I'm converting a local R script to make use of the RevoScaleR
functions in the Revolution-R (aka Microsoft R Client/Server) package. This to be able to scale better with large amounts of data.
The goal is to create a new column that numbers the rows per group. Using data.table
this would be achieved using the following code:
library(data.table)
eventlog[,ActivityNumber := seq(from=1, to=.N, by=1), by=Case.ID]

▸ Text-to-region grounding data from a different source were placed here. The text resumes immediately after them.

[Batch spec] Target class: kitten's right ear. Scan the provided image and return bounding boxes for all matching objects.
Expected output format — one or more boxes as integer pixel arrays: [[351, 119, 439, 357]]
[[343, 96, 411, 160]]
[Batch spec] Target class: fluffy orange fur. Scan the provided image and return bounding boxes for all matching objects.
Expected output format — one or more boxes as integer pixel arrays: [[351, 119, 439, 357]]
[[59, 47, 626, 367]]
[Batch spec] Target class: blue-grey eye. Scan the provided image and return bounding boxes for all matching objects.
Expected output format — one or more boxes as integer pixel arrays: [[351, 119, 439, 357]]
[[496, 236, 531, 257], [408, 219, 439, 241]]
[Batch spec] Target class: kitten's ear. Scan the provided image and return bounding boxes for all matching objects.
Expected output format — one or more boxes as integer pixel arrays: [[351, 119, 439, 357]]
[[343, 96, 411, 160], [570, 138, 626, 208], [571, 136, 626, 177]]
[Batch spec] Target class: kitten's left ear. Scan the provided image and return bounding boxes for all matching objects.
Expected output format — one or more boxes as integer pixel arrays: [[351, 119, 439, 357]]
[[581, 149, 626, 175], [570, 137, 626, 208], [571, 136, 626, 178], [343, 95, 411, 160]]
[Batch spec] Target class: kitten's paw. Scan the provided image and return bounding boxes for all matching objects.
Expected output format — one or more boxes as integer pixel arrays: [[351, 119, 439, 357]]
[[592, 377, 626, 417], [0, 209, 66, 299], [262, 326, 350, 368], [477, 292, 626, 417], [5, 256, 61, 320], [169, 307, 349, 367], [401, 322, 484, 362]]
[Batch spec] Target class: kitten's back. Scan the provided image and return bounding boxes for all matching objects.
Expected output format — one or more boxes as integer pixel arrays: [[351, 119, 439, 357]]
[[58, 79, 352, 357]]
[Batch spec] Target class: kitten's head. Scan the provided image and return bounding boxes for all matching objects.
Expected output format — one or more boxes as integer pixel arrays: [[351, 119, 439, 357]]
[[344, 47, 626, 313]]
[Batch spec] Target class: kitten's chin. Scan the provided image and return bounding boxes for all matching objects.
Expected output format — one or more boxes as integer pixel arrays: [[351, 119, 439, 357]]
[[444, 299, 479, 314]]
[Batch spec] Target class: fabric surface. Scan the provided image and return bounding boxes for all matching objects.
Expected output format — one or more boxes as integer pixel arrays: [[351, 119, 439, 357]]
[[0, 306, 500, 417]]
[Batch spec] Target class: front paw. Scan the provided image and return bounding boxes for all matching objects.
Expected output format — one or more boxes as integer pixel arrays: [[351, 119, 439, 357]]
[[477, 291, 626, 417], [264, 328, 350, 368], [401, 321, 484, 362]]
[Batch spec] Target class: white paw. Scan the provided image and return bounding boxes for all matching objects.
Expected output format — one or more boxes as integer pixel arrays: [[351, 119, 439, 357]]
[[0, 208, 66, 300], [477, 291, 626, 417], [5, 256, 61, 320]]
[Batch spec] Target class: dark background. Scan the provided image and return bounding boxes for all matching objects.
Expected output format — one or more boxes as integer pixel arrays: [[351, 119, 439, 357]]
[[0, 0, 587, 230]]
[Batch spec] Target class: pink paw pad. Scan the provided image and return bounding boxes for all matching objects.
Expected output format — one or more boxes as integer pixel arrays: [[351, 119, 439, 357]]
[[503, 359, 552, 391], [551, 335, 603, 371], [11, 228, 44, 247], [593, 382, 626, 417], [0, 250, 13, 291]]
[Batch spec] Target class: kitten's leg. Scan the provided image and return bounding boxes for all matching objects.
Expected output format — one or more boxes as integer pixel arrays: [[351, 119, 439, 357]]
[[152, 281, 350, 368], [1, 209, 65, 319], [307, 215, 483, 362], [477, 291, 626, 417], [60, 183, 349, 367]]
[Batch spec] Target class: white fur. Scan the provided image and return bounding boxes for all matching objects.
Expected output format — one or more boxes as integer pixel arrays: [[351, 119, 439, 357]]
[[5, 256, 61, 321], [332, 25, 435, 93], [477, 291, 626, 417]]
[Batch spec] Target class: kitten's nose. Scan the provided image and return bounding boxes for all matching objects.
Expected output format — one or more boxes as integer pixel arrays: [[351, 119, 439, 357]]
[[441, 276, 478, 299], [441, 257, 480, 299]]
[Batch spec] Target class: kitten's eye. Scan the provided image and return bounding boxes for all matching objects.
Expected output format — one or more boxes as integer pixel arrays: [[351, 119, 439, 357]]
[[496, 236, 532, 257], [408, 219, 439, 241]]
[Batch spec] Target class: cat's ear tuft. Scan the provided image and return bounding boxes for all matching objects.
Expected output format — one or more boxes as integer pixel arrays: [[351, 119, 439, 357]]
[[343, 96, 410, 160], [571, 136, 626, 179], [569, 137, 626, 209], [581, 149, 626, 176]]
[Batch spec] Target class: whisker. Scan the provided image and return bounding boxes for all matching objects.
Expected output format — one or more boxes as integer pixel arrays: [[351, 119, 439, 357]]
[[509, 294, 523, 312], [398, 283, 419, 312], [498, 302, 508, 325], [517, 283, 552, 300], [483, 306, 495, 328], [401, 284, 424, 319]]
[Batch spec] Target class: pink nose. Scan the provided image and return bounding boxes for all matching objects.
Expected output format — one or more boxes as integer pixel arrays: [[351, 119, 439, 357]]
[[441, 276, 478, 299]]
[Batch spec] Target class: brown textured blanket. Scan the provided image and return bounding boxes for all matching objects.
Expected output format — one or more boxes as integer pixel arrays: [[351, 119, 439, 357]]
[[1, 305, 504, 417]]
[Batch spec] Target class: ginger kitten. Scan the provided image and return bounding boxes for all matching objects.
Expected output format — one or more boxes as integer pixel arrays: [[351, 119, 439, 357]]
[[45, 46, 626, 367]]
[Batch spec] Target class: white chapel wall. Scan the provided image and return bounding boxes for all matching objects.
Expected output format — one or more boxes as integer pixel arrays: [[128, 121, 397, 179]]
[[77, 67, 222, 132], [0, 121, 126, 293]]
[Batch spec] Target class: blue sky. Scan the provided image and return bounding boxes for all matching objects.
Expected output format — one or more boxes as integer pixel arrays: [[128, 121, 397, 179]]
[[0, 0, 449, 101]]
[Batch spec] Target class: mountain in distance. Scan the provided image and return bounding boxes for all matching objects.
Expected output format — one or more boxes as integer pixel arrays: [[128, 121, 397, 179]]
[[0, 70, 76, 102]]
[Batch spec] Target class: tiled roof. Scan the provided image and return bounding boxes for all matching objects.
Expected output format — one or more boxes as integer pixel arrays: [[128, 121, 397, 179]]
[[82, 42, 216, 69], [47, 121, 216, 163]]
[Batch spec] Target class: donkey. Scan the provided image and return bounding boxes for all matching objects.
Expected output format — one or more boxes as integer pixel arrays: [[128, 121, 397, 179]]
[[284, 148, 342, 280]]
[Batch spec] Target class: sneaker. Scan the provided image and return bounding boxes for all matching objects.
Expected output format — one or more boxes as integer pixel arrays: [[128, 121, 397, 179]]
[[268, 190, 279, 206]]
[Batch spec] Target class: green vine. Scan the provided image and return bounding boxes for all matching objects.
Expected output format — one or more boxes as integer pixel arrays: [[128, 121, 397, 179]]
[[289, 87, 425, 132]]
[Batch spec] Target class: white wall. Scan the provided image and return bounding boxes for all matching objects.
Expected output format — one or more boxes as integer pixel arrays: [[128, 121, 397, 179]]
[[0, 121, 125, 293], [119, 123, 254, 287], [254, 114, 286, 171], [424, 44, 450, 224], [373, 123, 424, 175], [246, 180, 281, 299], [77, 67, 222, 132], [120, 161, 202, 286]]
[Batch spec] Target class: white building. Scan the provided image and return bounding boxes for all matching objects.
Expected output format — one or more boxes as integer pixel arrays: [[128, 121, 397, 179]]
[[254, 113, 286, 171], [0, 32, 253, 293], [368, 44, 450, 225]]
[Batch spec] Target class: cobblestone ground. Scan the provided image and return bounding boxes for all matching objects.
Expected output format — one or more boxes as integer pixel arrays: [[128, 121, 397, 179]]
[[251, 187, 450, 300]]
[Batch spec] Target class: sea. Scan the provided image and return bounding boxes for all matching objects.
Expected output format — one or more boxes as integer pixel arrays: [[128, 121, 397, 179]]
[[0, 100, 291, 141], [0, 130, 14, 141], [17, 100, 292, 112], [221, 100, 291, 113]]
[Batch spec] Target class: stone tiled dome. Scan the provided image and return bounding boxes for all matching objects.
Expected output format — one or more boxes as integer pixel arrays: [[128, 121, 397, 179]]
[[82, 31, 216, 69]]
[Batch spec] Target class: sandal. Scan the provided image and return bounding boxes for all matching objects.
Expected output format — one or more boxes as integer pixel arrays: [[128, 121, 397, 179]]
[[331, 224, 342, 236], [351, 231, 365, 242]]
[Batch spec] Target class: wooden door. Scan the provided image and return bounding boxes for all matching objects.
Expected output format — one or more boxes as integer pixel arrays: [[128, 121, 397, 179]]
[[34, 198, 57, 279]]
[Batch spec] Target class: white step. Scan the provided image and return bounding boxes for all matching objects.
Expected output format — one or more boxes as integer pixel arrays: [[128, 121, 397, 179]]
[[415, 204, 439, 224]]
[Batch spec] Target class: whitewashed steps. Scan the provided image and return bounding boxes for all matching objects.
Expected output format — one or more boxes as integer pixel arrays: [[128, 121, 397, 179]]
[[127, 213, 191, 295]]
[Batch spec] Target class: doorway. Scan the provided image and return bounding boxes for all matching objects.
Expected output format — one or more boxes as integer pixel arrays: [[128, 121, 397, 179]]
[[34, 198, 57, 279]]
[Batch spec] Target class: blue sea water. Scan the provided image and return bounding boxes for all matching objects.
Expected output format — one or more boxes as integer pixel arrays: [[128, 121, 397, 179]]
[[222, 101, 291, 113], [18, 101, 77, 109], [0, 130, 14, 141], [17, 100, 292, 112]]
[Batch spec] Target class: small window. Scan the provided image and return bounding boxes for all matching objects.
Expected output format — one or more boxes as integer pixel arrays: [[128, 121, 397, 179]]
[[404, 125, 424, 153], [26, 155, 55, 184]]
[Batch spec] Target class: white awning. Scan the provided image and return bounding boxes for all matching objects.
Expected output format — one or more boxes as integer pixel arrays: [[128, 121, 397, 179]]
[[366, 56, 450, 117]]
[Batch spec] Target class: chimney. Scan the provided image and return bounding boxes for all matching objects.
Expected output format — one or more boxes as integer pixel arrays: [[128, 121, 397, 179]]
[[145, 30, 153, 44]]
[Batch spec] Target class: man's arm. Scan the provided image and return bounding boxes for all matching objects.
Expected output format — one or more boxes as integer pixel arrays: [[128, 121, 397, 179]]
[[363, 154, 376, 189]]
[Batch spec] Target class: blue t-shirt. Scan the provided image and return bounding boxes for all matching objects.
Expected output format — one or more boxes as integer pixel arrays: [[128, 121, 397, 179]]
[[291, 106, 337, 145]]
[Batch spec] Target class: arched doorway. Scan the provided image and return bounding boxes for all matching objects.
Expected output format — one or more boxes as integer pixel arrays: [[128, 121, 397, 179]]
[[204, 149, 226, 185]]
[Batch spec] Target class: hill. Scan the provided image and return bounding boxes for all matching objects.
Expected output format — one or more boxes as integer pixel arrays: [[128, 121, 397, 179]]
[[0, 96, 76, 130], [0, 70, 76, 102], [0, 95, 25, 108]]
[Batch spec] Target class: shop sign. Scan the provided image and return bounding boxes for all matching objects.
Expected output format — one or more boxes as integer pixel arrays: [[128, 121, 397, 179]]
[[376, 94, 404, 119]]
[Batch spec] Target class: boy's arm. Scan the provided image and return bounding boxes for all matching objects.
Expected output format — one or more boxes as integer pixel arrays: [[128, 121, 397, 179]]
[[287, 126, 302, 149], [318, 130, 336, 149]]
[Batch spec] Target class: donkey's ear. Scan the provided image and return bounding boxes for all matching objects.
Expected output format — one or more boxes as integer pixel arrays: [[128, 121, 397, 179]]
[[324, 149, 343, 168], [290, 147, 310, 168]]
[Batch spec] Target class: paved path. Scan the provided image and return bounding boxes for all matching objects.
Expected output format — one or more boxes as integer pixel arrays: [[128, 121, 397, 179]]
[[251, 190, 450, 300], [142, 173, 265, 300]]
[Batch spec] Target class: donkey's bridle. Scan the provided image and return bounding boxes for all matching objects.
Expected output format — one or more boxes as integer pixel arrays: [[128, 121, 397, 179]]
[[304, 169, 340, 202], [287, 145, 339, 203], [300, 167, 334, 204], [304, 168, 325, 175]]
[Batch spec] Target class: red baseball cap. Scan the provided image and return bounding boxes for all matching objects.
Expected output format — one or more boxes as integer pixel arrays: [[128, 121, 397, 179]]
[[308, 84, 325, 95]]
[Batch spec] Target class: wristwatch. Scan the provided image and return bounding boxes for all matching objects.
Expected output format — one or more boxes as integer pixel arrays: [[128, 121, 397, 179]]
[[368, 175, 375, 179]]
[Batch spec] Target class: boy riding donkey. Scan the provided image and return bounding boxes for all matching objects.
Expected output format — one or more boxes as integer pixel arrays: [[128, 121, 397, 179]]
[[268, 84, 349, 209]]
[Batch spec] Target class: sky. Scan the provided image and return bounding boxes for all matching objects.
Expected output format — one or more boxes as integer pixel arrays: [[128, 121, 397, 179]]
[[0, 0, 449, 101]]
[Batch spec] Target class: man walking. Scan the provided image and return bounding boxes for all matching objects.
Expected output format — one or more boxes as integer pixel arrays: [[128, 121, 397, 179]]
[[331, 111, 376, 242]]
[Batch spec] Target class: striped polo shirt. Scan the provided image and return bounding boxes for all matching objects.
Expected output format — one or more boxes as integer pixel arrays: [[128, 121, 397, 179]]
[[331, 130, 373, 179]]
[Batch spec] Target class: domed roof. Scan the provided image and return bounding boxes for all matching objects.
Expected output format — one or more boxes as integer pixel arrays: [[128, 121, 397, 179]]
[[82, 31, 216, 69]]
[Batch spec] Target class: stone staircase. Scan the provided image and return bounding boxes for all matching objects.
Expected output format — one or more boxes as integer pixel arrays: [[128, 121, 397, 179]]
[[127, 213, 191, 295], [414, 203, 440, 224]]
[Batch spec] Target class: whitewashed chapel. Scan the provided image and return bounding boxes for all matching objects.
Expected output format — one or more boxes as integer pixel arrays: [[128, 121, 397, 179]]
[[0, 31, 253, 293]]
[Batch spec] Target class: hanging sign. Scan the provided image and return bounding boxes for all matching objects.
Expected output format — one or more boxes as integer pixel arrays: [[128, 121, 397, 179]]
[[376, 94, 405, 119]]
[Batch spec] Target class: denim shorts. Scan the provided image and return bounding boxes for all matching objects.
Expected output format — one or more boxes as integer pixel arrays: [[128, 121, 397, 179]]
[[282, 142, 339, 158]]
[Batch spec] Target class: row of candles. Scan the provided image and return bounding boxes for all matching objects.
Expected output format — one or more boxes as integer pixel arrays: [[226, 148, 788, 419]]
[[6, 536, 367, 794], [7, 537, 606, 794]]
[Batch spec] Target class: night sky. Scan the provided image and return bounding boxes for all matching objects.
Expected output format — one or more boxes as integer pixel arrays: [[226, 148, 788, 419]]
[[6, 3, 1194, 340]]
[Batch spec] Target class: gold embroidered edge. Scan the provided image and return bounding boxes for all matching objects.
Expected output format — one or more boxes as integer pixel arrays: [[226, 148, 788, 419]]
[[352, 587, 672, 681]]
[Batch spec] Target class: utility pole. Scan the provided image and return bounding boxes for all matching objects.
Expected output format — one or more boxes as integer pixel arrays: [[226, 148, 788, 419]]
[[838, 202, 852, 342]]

For illustration purposes, the output is something like this:
Case.ID ActivityNumber
1 A 1
2 A 2
3 B 1
4 C 1
5 C 2
6 C 3
After some research to do this using the rx
-functions I found the package dplyrXdf
, which is basically a wrapper to use dplyr
functions on Xdf
stored data, while still benefitting from the optimized functions of RevoScaleR
(see http://blog.revolutionanalytics.com/2015/10/using-the-dplyrxdf-package.html)
In my case, this would lead to the following:
result <- eventlog %>%
group_by(Case.ID) %>%
mutate(ActivityNumber = seq_len(n()))
However, this leads to the following error:
ERROR: Attempting to add a variable without a name to an analysis.
Caught exception in file: CxAnalysis.cpp, line: 3756. ThreadID: 1248 Rethrowing.
Caught exception in file: CxAnalysis.cpp, line: 5249. ThreadID: 1248 Rethrowing.
Error in doTryCatch(return(expr), name, parentenv, handler) :
Error in executing R code: ERROR: Attempting to add a variable without a name to an analysis.
Any ideas how to solve this error? Or other (better?) approaches to get the requested result?
Thanks to @Matt-parker for pointing me to this question.
Note that n()
is not a regular R function, although it looks like one. It needs to be implemented specially for each data source, and maybe also separately for each of mutate
, summarise
and filter
.
Right now, the only usage of n
that is supported for xdf files is within summarise
, to count the number of rows. Implementing it for the other verbs is actually nontrivial.
In particular, there is a problem with Matt's use of seq_along
to implement n
's functionality. Remember that xdf files are block-structured: each chunk of rows is read in and processed independently of other chunks. This means that the sequence generated is for that chunk of rows only, and not for all the rows in a group. If a group spans more than one chunk, the sequence numbers will restart in the middle.
The way to get correct sequence numbers is to keep a running count of how many rows you've read in for that group, and update it each time a chunk is processed. You can do this with a transformFunc
, which you pass to transmute
via the .rxArgs
argument:
ev <- eventlog %>% group_by(Case.ID) %>% transmute(.rxArgs = list(
transformFunc = function(varList) {
n <- .n + seq_along(varList[[1]])
if(!.rxIsTestChunk) # need this b/c rxDataStep does a test run on the 1st 10 rows
.n <<- n[length(n)]
list(n=n)
},
transformObjects = list(.n = 0))
This should work with the local
, localpar
and foreach
compute contexts. It may not work (or at least won't give a reproducible result) with any context where you can't guarantee that rxDataStep will process the rows in a deterministic order -- so Mapreduce, Spark, Teradata or similar.